Washington-Tiflis ittifakı bu stratejiyi olgunlaştırırken, ne
tesadüf ki (!) Adige-Abhaz hattında tamamlayıcı gelişmeler
kendini göstermeye başladı. Önce diasporada Abhaz-Adige
birliğini sabote edecek söylemler dillendirildi. “Adigeler
kardeşimiz, ancak Abhazya Abhazlarındır’ yurtseverliği (!)
kaynatıldı. Peşinden, örgütsel bütünlüğü parçalamak üzere ayrı
federasyon projesi pişirildi.

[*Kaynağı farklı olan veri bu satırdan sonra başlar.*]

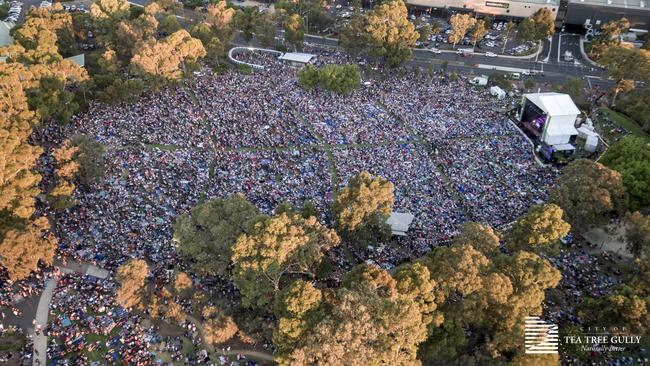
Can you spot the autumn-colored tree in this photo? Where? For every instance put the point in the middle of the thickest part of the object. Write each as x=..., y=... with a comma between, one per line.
x=246, y=20
x=24, y=240
x=625, y=65
x=483, y=300
x=206, y=235
x=265, y=30
x=630, y=157
x=510, y=26
x=588, y=191
x=182, y=284
x=219, y=330
x=294, y=30
x=352, y=37
x=133, y=286
x=460, y=24
x=89, y=158
x=625, y=309
x=479, y=31
x=110, y=9
x=366, y=321
x=277, y=247
x=220, y=17
x=23, y=246
x=389, y=32
x=610, y=35
x=526, y=31
x=544, y=21
x=167, y=58
x=174, y=313
x=341, y=79
x=637, y=234
x=483, y=238
x=361, y=209
x=541, y=227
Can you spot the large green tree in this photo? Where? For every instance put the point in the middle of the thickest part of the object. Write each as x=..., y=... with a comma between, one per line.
x=631, y=157
x=637, y=234
x=132, y=275
x=275, y=248
x=362, y=208
x=587, y=192
x=206, y=234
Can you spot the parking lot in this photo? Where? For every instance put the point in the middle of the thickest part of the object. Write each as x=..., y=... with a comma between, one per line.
x=498, y=40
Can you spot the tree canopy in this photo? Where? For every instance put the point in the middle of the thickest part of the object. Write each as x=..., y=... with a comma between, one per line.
x=587, y=192
x=206, y=234
x=276, y=247
x=372, y=319
x=341, y=79
x=540, y=227
x=631, y=157
x=390, y=34
x=361, y=209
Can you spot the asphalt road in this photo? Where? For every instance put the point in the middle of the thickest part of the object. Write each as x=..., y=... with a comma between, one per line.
x=550, y=62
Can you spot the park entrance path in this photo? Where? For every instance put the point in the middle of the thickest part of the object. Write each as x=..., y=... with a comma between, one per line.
x=43, y=310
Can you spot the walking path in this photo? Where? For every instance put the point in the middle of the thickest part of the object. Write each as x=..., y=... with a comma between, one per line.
x=232, y=352
x=42, y=312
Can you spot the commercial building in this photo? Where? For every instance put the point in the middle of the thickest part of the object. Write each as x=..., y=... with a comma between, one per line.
x=594, y=13
x=494, y=8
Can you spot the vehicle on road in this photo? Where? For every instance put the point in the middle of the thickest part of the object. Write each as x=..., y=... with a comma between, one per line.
x=568, y=56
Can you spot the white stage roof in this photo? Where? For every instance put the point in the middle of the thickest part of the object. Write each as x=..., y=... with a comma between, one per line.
x=399, y=222
x=554, y=104
x=297, y=57
x=564, y=147
x=561, y=129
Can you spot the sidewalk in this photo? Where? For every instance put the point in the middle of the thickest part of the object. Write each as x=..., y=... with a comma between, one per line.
x=43, y=310
x=40, y=340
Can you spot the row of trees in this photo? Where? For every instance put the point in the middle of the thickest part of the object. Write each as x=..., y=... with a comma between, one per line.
x=33, y=60
x=469, y=299
x=384, y=32
x=341, y=79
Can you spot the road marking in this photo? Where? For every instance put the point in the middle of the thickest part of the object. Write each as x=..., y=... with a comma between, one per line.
x=500, y=68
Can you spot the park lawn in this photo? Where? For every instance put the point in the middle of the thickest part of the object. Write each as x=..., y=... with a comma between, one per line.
x=626, y=122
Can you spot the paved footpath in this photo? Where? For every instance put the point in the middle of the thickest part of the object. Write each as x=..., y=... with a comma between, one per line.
x=43, y=310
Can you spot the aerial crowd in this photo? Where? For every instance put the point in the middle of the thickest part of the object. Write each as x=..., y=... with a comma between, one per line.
x=448, y=148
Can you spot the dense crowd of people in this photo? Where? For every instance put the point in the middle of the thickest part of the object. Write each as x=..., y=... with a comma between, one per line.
x=446, y=146
x=86, y=321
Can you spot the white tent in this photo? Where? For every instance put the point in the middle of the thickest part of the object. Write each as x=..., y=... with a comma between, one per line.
x=297, y=58
x=497, y=92
x=399, y=222
x=561, y=115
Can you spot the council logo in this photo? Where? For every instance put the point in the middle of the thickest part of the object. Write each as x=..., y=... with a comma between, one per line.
x=541, y=336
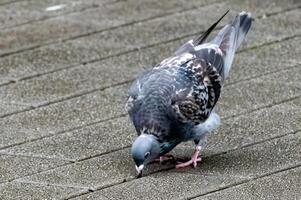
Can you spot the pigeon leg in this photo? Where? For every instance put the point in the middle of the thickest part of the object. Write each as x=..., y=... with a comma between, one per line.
x=203, y=129
x=193, y=161
x=195, y=157
x=165, y=157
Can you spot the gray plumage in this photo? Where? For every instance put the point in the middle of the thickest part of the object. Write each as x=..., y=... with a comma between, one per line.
x=174, y=101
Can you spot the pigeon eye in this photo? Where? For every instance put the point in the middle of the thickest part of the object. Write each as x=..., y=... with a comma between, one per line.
x=146, y=154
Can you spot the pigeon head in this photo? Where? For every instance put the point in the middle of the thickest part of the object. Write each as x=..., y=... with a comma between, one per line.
x=145, y=149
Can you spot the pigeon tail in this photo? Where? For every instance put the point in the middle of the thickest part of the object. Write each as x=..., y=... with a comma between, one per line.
x=230, y=38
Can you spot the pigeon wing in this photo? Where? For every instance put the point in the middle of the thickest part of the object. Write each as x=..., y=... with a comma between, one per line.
x=194, y=99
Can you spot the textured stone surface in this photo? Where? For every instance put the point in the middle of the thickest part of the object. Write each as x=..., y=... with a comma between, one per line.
x=64, y=133
x=112, y=42
x=23, y=12
x=119, y=13
x=24, y=191
x=12, y=167
x=215, y=172
x=285, y=185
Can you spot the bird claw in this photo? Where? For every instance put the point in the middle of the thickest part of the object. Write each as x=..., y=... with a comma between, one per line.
x=193, y=162
x=165, y=158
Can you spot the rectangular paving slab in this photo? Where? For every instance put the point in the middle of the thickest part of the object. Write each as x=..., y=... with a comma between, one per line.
x=25, y=191
x=12, y=167
x=101, y=18
x=119, y=133
x=240, y=165
x=283, y=185
x=22, y=12
x=105, y=44
x=109, y=103
x=80, y=79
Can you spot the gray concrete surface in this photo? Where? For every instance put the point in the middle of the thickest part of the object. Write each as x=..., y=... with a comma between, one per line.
x=63, y=81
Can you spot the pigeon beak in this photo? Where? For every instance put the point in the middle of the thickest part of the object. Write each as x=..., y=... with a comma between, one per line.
x=139, y=170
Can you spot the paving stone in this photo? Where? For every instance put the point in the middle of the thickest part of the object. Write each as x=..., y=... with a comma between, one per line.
x=22, y=12
x=12, y=167
x=80, y=144
x=109, y=103
x=283, y=185
x=239, y=165
x=233, y=133
x=122, y=39
x=101, y=18
x=103, y=74
x=62, y=116
x=93, y=173
x=250, y=128
x=262, y=91
x=7, y=108
x=24, y=191
x=266, y=59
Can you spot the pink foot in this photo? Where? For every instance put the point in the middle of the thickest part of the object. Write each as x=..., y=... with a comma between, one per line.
x=164, y=158
x=193, y=161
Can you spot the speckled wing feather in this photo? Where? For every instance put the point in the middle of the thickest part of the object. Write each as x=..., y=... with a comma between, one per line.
x=194, y=102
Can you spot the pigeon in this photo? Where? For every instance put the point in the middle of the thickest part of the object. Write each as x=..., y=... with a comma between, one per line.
x=174, y=101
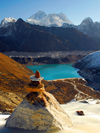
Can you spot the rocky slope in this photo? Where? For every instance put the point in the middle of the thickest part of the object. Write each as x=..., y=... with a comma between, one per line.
x=39, y=111
x=90, y=69
x=14, y=79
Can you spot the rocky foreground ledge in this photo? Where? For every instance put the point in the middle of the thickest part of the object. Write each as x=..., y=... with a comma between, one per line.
x=89, y=68
x=39, y=110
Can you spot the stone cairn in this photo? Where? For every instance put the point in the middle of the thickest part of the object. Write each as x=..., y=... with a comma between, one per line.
x=39, y=110
x=36, y=89
x=36, y=85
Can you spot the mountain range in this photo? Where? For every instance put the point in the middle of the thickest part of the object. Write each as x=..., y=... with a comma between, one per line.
x=53, y=32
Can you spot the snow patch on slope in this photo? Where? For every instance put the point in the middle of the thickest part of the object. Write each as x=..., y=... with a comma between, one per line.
x=8, y=21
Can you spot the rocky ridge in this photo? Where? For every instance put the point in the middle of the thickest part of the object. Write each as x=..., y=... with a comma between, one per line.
x=39, y=110
x=90, y=69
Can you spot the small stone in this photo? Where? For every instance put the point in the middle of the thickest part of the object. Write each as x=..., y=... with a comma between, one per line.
x=80, y=112
x=37, y=74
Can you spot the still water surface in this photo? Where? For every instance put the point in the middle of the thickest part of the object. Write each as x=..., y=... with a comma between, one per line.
x=55, y=71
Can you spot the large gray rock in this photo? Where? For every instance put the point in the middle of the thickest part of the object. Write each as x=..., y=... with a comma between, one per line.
x=39, y=111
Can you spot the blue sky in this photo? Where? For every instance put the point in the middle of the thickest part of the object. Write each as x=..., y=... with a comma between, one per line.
x=75, y=10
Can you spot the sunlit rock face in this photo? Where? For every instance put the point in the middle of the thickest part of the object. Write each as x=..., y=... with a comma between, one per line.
x=39, y=111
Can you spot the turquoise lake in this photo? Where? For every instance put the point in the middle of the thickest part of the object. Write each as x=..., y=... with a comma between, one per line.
x=55, y=71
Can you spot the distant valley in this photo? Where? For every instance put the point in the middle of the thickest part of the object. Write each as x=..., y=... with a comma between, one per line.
x=21, y=36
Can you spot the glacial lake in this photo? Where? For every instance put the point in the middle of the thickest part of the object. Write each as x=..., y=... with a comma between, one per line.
x=55, y=71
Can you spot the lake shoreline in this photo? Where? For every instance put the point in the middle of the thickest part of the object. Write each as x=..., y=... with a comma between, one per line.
x=52, y=57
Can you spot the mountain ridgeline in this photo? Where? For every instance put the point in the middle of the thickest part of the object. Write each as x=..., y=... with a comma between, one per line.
x=24, y=37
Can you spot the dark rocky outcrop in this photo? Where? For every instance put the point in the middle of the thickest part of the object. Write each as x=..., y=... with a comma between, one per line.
x=89, y=68
x=39, y=111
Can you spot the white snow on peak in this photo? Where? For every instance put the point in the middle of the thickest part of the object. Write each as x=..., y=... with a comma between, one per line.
x=41, y=18
x=7, y=21
x=84, y=26
x=92, y=60
x=38, y=16
x=86, y=21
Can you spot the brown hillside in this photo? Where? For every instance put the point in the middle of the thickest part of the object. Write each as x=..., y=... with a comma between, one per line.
x=14, y=80
x=13, y=76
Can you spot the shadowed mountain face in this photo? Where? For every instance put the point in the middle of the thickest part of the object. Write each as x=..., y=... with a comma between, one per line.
x=14, y=80
x=22, y=36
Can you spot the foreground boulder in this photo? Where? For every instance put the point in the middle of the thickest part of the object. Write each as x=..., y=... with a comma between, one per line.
x=39, y=111
x=89, y=68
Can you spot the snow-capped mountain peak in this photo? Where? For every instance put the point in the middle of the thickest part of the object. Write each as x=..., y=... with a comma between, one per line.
x=38, y=16
x=41, y=18
x=87, y=21
x=7, y=21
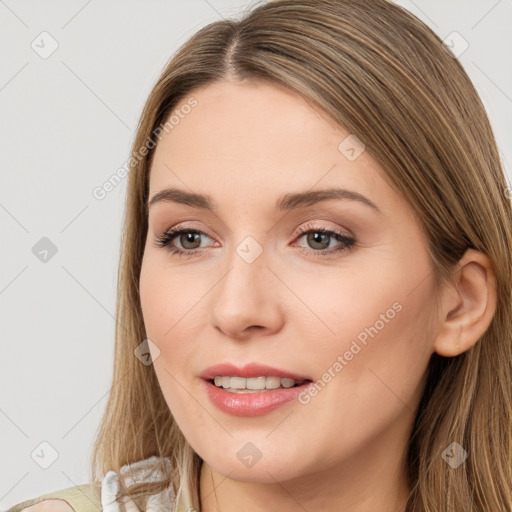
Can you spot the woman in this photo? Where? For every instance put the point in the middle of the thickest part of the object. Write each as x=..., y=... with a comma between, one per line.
x=338, y=334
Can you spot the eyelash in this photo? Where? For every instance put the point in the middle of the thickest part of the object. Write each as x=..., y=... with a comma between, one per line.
x=166, y=238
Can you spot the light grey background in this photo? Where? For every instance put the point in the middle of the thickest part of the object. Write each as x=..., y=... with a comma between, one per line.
x=67, y=122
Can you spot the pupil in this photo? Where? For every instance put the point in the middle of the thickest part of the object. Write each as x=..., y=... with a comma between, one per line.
x=315, y=236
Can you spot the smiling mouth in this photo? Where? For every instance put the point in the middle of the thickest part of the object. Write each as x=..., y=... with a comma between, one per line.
x=255, y=384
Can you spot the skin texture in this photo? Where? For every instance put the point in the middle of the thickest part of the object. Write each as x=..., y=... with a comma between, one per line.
x=245, y=144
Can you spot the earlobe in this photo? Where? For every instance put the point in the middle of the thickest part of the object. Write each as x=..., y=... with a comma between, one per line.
x=467, y=305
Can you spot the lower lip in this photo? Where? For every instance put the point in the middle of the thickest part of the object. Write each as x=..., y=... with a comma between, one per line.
x=251, y=404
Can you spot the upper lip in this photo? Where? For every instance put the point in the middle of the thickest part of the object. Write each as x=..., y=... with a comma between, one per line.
x=249, y=370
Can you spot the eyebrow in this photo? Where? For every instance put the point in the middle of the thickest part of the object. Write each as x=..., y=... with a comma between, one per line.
x=284, y=203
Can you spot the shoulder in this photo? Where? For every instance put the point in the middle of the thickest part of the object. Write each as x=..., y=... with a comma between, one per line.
x=152, y=469
x=50, y=505
x=80, y=498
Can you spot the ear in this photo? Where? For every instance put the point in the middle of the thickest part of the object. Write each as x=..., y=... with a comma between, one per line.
x=467, y=305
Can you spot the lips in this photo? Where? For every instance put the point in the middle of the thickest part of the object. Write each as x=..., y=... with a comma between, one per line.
x=250, y=370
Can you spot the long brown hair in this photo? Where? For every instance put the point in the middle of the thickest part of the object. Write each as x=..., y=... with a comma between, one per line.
x=382, y=74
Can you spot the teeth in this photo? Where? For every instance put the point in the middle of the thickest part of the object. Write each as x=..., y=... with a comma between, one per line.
x=254, y=383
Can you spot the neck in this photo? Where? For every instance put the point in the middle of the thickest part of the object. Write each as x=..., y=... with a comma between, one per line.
x=373, y=479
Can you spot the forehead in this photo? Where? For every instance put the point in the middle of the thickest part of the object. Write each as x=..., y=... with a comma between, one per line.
x=258, y=140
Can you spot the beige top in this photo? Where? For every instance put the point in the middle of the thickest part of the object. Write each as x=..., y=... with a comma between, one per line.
x=88, y=498
x=82, y=498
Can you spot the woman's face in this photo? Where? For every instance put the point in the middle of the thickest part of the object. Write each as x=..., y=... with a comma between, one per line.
x=260, y=284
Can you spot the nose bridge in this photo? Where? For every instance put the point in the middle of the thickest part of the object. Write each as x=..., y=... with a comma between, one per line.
x=244, y=297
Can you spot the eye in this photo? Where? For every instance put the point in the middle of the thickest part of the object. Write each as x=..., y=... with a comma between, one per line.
x=316, y=236
x=186, y=236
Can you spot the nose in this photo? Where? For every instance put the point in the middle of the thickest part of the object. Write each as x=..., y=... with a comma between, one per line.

Paralelinde, Adigey ve
Kabardey’de Abhazya’nın politik yanlışları ve Abhazların
vefasızlığı üzerine fikir patlamaları yaşanmaya başlandı. Kimi
sivil toplum liderleri, insan hakları savunucuları ve daha pek
çok yurtsever (!), Abhazya’nın ‘kadim düşman’ Rusya ile
ilişkilerini Kafkas halklarının zararı pahasına geliştirdiğini
dillendirmeye başladılar. (Şimdi bunların hangilerinin
Amerika’da hangilerinin Kafkasya’da yaşadığını takip etmekte
zorlanıyoruz ya, neyse).
Hem Abhaz tarafındaki hem Adige tarafındaki ‘'yeni nesil
yurtseverler’'in ayrılık söylemleri aynı şablonla başlıyor;
‘Adigeler kardeşimiz, ancak...’, ‘Abhazlar kardeşimiz,
ancak...’. Ve maalesef bu ‘ancak’lar iş görüyor.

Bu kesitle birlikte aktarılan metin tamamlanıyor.